Au risque de vous surprendre, j’aime beaucoup effectuer mes recherches pour cette chronique avant même le jour de la course et Assen ne faisait pas exception. Francesco Bagnaia (Ducati Lenovo Team) est finalement venu me sauver en signant une véritable masterclass. Pas étonnant que ce tracé de cette Cathédrale soit tatoué sur son bras droit. Il a mené les 73 derniers tours de course, a inscrit sa sixième victoire en terres néerlandaises, sa troisième consécutive. Le dernier à y être parvenu ici-même n’était autre que Mick Dohhan, vainqueur des éditions 1994, 1995, 1996, 1997 et 1998.
Tout semblait d’une facilité déconcertante… Il y a 50 ans, le Che-Guevara des Grands Prix faisait ses débuts à Assen. Kenny Roberts débarquait en effet en Europe et dès lors, sa vie ne serait plus jamais la même. Avec son jeune compatriote Joe Roberts (Only Fans American Racing Team), victorieux au Mugello et actuellement deuxième du mondial Moto2™, l’occasion était parfaite pour faire le lien entre passé et futur. Le moment est venu de repropulser les Américains sur le devant de la scène et avec un nom pareil, comment serait-il possible d’échouer ?
Ce week-end-là, Kenny Roberts s’octroyait la pole, chutait en course ; ce qui ne l’empêchait pas de grimper sur la troisième marche du podium. Le reste appartient à l’histoire : il était tellement passionné par la compétition. Il a ouvert la voie aussi bien en dehors que sur la piste, avec un style bien à lui, tout en glisse, inspiré du dirt-track. Du jamais vu chez nous ! Et au grand dam d’habitués comme Barry Sheene, Kenny Roberts remportera trois titres consécutifs en 500cc pour le compte de Yamaha… En réalité, tout ne faisait que commencer. Parallèlement, il n’avait pas hésité à monter au créneau vis-à-vis des organisateurs et promoteurs sur les questions de sécurité.
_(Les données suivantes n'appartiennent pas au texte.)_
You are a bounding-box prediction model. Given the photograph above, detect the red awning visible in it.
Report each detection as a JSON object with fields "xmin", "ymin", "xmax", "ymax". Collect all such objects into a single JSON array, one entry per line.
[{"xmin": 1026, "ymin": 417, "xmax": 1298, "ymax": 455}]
Avec le journaliste Barry Coleman, ils iront jusqu’à menacer, avec le soutien d’autres pilotes, de créer une World Series indépendante en 1980, qui ne verra au bout du compte jamais le jour. Mais son engagement aura largement permis d’améliorer les conditions en piste.
Kenny allait ainsi en inspirer plein d’autres à traverser l’Atlantique : de Freddie Spencer, à Eddie Lawson, en passant par Wayne Rainey, Kevin Schwantz ou encore son propre fils Kenny Roberts Jr… Il faut dire qu’ils adoraient ces 500cc deu temps. C’était l’âge d’or de l’Amérique. Mais peu à peu ces derniers allaient disparaître des radars. Nicky Hayden sera le dernier Champion issu de ce pays en 2006, Ben Spies le dernier vainqueur dans la cour des grands en 2011. Incroyablement, plus aucun Américain ne figurera sur une des trois grilles durant un certain temps. Mais l’espoir aura fini par renaître avec Joe Roberts. Ses trois podiums et cette victoire obtenue au Mugello lui permettent d’occuper le deuxième rang du classement provisoire. Et une opportunité pourrait bientôt se présenter pour lui en MotoGP™. Sauf que le Californien s’est cassé la clavicule vendredi au cours de la deuixième séance. Le n°16 espère cela dit vivement revenir dès le Sachsenring.
Il m’a fallu donc me rabattre sur un autre sujet. Et en voyant la suprématie de Francesco Bagnaia en Tissot Sprint, j’ai eu un déclic.
L’après-midi même, l’Italie affrontait la Suisse en huitièmes de finale à l’Euro. Justement au Mugello, le Ducati Lenovo Team avait étrenné une livrée spéciale en soutien à ses Azzurri. Mais quand on voit la défense du titre par l’équipe de football et par le clan de Pecco… Deux heures plus tard, les Champions du Monde rentraient bredouille avec une défaite 2-0 face aux helvètes.
Alors oui Pecco, ton génie t’a sauvé la mise ce dimanche. Pour le Sachsenring, j’ai bien quelques idées, mais je préfère les garder pour moi.